The use of submodels as a basis for ecient estimation of complex models
In this thesis, we consider problems where the true underlying models are complex and obtaining the maximum likelihood estimator (MLE) of the true model is challenging or time-consuming.
In our first paper, we investigate a general class of parameter-driven models for time series of counts. Depending on the distribution of the latent variables, these models can be highly complex. We consider a set of simple models within this class as a basis for estimating the regression coefficients in the more complex models. We conduct a comprehensive simulation study to evaluate the accuracy and efficiency of these estimators. We also derive standard errors (SEs) for the estimators. Our results show that, except in extreme cases, the maximizer of the Poisson generalized linear model (the simplest estimator in our context) is an efficient, consistent, and robust estimator with a well-behaved standard error.
In our second paper, we work in the context of display advertising,where the goal is to estimate the probability of conversion (a pre-defined action such as making a purchase) after a user clicks on an ad. In addition to accuracy, in this context, the speed with which the estimate can be computed is critical. Again, computing the MLEs of the true model for the observed conversion statuses (which depends on the distribution of the delays in observing conversions) is challenging, in this case because of the huge size of the data set. We use a logistic regression model as a basis for estimation, and then adjust this estimate for its bias. We show that our estimation algorithm leads to accurate estimators and requires far less computation time than does the MLE of the true model.
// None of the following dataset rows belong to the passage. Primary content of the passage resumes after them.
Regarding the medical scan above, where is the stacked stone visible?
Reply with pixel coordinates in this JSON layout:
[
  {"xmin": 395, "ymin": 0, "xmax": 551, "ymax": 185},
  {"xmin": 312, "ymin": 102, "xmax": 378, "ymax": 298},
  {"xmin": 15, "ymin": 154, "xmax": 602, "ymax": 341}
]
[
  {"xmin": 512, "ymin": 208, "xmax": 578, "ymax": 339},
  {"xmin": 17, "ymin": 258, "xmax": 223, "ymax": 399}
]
Our third paper also concerns the conversion probability estimation problem in display advertising. We consider a more complicated setting where users may visit an ad multiple times prior to taking the desired action (e.g., making a purchase). We extend the estimator that we developed in our second paper to incorporate information from such visits. We show that this new estimator, the DV-estimator (which accounts for the distributions of both the conversion delay times and the inter-visit times) is more accurate and leads to better confidence intervals than the estimator that accounts only for delay times (the D-estimator). In addition, the time required to compute the DV-estimate for a given data set is only moderately greater than that required to compute the D-estimate – and is substantially less than that required to compute the MLE.
In summary, in a variety of settings, we show that estimators based on simple, misspecified models can lead us to accurate, precise, and computationally efficient estimates of both the key model parameters and their standard deviations.
Keywords: Kullback-Leibler information; Bias-adjustment; Parameter-driven models; Time series; Count data; Generalized linear model; Generalized linear mixed model; Hidden Markov model; Display advertising; Conversion probability; Survival times; Censoring.